Preparing your data

The core information in BigML resources is immutable to ensure traceability and reproducibility. However, some helpful properties like name, description, category and tags can be modified. For sources and datasets contained data itself is immutable, but you may need to change some properties, like parsing formats or field types to ensure that data is correctly handled.

Updating a source

Sources describe the structure inferred by BigML from the uploaded data. This structure includes field names and types, locale, missing values, etc. You can learn more about all the available source attributes at https://bigml.com/api/sources#sr_source_properties. Some of them can be updated to ensure that your data is correctly interpreted. For instance, you could upload a source where a column contains only a subset of integers. BigML will consider this a numeric field. However, in your domain these integers could be the code associated to a category. Then, the field should be handled like a categorical field. You can change the type assigned to the field by calling:

using BigML;
using System;
using System.Threading.Tasks;
using Newtonsoft.Json.Linq;

namespace Demo
{
    /// <summary>
    /// Updates a source stored in BigML.
    ///
    /// See complete Sources documentation at
    /// https://bigml.com/api/sources
    /// </summary>
    class UpdateSource
    {
        static async void Main()
        {
            // New BigML client in production mode with username and API key
            Console.Write("user: ");
            var User = Console.ReadLine();
            Console.Write("key: ");
            var ApiKey = Console.ReadLine();
            var client = new Client(User, ApiKey);

            // change the id to your source
            string sourceId = "source/57d7240228eb3e69f3000XXX";

            dynamic data = new JObject();
            data["fields"] = new JObject();
            data["fields"]["000000"] = new JObject();
            data["fields"]["000000"].optype = OpType.Categorical.ToString().ToLower();

            // Apply changes
            client.Update<Source>(sourceId, data);
        }
    }
}

where sourceId is the variable that contains the ID of the source to be updated and we change the type of the field whose ID is 000000 to categorical. The IDs for the fields can be found in the fields attribute of the source structure, which contains the properties of each field keyed by its ID.

Updating a dataset

Datasets are the starting point for all models in BigML and contain a serialized version of your data where each field has been summarized and some basic statistics computed. According to its contents, each field gets an attribute called preferred whose value is a boolean. The value is set to true when BigML thinks that this field will be useful as predictor when creating a model. Fields like IDs, constants or with unique values are marked as preferred = false as they are not usually useful when modeling. However, this attribute can be changed if you still want to include them as possible predictors for the model.

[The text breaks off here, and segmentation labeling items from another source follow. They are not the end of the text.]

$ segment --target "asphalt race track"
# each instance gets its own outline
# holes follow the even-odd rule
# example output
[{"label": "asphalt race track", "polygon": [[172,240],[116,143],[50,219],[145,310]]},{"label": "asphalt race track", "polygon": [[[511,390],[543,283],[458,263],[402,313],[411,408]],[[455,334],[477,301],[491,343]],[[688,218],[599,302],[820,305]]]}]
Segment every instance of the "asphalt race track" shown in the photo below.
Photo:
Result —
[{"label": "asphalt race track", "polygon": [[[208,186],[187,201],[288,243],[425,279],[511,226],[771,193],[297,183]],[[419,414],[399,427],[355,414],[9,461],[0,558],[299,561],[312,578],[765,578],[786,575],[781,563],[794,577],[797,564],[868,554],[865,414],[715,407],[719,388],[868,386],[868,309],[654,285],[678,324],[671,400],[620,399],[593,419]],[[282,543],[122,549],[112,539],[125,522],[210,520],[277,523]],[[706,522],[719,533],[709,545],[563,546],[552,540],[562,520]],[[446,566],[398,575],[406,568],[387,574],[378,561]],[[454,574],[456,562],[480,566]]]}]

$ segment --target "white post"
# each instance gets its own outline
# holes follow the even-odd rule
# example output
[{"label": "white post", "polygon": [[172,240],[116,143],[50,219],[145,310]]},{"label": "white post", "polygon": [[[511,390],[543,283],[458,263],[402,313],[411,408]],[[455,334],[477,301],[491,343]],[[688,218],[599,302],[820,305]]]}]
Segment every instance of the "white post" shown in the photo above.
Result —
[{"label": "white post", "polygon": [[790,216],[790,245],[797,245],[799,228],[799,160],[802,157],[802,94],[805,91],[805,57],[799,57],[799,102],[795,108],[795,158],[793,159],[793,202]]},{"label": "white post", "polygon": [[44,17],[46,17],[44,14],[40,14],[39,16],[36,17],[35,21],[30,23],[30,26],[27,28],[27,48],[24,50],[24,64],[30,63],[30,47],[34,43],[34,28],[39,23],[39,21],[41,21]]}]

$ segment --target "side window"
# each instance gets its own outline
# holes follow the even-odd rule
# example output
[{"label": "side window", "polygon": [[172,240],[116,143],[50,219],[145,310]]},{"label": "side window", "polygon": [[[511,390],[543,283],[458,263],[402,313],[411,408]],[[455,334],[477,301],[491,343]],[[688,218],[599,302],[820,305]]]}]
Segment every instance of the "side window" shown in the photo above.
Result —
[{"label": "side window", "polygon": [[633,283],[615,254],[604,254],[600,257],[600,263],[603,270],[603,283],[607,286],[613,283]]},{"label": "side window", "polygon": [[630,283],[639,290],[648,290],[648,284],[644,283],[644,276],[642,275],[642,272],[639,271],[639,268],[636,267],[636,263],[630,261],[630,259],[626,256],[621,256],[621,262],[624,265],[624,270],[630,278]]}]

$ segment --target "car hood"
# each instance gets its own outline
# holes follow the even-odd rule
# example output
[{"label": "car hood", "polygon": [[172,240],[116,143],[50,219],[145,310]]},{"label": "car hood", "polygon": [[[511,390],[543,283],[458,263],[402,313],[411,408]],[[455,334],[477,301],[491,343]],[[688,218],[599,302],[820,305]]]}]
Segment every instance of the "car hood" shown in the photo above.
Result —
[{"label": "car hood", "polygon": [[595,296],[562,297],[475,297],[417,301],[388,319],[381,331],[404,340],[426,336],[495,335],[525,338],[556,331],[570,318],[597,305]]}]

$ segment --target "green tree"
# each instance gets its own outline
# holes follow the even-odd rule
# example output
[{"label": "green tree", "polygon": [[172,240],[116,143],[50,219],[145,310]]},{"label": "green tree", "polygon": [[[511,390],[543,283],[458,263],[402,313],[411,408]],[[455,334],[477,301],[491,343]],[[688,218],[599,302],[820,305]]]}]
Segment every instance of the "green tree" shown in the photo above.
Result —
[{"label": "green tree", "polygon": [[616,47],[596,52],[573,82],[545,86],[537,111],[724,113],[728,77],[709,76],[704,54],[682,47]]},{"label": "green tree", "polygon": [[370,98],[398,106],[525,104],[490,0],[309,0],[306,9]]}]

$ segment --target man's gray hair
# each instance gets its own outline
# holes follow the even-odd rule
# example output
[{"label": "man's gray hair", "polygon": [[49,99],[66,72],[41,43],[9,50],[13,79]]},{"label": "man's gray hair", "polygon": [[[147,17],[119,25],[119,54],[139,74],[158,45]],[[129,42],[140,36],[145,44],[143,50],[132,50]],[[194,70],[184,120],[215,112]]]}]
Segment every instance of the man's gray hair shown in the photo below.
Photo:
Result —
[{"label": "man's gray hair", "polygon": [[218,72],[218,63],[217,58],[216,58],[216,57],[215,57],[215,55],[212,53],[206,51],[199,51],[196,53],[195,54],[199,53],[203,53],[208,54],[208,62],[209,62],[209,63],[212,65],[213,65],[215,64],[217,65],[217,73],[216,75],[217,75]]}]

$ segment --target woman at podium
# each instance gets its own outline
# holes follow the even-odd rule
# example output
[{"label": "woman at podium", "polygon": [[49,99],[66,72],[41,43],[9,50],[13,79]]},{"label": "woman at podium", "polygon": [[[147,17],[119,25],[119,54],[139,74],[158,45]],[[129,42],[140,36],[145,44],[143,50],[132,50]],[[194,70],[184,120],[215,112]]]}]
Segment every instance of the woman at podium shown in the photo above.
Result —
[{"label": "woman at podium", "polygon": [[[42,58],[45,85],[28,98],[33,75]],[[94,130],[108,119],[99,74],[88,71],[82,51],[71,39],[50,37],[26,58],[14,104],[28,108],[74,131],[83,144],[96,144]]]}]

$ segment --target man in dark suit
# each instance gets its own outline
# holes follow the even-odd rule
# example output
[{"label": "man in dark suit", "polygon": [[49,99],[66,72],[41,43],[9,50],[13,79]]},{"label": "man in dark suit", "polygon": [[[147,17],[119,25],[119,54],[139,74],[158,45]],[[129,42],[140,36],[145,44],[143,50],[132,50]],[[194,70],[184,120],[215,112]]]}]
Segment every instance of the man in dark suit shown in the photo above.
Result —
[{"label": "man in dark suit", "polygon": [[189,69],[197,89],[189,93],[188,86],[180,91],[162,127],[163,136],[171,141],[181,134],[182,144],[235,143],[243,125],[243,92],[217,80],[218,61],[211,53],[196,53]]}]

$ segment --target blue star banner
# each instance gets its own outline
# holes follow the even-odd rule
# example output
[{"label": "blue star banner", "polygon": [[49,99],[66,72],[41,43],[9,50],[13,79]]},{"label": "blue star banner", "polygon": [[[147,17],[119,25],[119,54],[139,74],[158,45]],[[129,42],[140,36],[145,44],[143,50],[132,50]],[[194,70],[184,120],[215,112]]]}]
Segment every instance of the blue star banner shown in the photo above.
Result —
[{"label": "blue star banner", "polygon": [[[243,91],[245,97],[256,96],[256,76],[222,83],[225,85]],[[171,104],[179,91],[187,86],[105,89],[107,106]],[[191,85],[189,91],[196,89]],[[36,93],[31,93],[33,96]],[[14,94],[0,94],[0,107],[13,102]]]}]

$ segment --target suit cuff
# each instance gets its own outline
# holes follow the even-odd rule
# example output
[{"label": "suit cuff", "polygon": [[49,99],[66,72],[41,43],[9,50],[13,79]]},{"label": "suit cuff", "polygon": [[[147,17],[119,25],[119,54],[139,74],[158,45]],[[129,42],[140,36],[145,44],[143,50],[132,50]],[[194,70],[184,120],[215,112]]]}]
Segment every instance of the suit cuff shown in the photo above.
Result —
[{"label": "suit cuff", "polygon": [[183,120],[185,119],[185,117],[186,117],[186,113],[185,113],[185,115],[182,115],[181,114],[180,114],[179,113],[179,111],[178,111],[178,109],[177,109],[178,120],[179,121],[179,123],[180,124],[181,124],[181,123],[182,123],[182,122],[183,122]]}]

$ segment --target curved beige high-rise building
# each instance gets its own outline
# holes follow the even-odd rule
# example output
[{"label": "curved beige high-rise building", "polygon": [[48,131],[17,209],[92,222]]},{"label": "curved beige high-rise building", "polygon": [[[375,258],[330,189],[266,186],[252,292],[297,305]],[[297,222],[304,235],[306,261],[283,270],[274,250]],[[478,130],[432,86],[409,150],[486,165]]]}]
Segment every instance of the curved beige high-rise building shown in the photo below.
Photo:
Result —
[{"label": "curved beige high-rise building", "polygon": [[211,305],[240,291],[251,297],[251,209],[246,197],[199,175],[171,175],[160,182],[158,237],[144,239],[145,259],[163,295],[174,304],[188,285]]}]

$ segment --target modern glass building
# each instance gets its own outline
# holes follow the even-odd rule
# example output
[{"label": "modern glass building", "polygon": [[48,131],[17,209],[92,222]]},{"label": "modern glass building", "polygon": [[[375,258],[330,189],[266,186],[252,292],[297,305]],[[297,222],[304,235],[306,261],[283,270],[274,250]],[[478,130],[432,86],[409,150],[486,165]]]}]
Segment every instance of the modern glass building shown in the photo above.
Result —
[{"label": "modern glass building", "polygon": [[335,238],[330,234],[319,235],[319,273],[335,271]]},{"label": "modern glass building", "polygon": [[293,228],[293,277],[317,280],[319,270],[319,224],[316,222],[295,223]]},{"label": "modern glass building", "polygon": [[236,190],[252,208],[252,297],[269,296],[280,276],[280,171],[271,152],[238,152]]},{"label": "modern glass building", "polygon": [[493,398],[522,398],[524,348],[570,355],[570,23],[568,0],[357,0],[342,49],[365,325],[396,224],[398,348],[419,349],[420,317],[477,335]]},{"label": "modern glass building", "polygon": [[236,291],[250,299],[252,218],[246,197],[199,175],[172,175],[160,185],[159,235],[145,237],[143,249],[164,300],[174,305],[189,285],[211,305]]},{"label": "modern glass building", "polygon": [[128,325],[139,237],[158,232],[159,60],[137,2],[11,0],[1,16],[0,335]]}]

Another commonly updated attribute in a dataset is the objective_field, that is, the field to be predicted in decision trees, ensembles or logistic regressions. By default, the last field in your dataset is used as objective field. The following example shows how to update the objective field to the first field in your dataset, whose ID is 000000, and to include or exclude several fields from further analysis by changing their preferred attribute.

using BigML;
using System;
using System.Threading.Tasks;
using Newtonsoft.Json.Linq;

namespace Demo
{
    /// <summary>
    /// Update some properties of a Dataset stored in BigML
    ///  * Change objective field
    ///  * Mark one field as preferred
    ///  * Exclude one field
    ///
    /// See complete Dataset documentation at
    /// https://bigml.com/api/datasets
    /// </summary>
    class UpdateDataset
    {
        static async void Main()
        {
            // New BigML client in production mode with username and API key
            Console.Write("user: "); var User = Console.ReadLine();
            Console.Write("key: "); var ApiKey = Console.ReadLine();
            var client = new Client(User, ApiKey);

            // Update this string with your dataset Id
            string datasetId = "dataset/57d7283b28eb3e69f1000XXX";

            dynamic data = new JObject();
            data["fields"] = new JObject();
            // Mark one field as preferred
            data["fields"]["000000"] = new JObject();
            data["fields"]["000000"].preferred = true;
            // Exclude these two fields
            data["fields"]["00003f"] = new JObject();
            data["fields"]["00003f"].preferred = false;
            data["fields"]["000041"] = new JObject();
            data["fields"]["000041"].preferred = false;
            // Update Objective field
            data["objective_field"] = new JObject();
            data["objective_field"]["id"] = "000003";

            // Apply changes
            client.Update<DataSet>(datasetId, data);
        }
    }
}